- Developer: Kabam
- Publisher: Disney Interactive Studios
- Director: Daniel Erickson
- Producer: Greg Hill
- Platforms: iOS, Android
- Release: September 10, 2015
- Genre: Action role-playing
- Modes: Single-player, multiplayer

= Star Wars: Uprising =

2015 video game

Star Wars: Uprising was an action role-playing game by Kabam and published by Disney Interactive Studios for iOS and Android. It was released on September 10, 2015. On September 22, 2016, it was announced that all servers would be shutting down on November 17, 2016.

==Plot==
Set shortly after the events of Return of the Jedi, Imperial Governor Adelhard of the Anoat Sector refuses to release his grip, instead locking down the sector to prevent all incoming and outgoing space traffic to keep everyone within and allow him to maintain an iron rule. He refuses to accept the death of Darth Vader and Palpatine as the fall of the Empire, keeping Palpatine's death under wraps.
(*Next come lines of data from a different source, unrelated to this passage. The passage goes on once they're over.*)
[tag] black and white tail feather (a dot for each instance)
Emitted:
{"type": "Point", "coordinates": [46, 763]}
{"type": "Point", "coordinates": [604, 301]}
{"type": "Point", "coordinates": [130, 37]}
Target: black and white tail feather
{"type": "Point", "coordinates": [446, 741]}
As the Rebel Alliance only has a small presence in the sector, smugglers, assassins, crime lords, nobles and crime cartels form their own rebellion against Adelhard.

==Characters==

| Name | Portrayal | Description |
|---|---|---|
| Dapp | Voice: Steven Blum (Uprising) | "Happy" Dapp is a man that an unnamed smuggler and their sister Riley worked for during the Galactic Empire's Iron Blockade. |
| Riley | Voice: Catherine Taber (Uprising) | Riley is the sister of an unnamed smuggler. They both worked for "Happy" Dapp during the Galactic Empire's Iron Blockade. |

==Gameplay==
Players were able to create avatars and were able to purchase skills and upgrades. They could amass a crew to assist them in battles. The game could be played by up to four players. Playable classes included the Smuggler, Bounty Hunter, Rebel Guerilla, Diplomat, Gambler.

==Reception==
It has a score of 65% on Metacritic. Pocket Gamer awarded it 6 out of 10, saying "There's nothing really wrong with it, but if you were hoping for a Star Wars mobile game with a little more bite than the usual card battlers and tower defence titles, you're going to come away disappointed." IGN awarded it a score of 5.5 out of 10, saying "Star Wars: Uprising boils down to the pursuit of upgradeable stuff administered through simple action and scant story."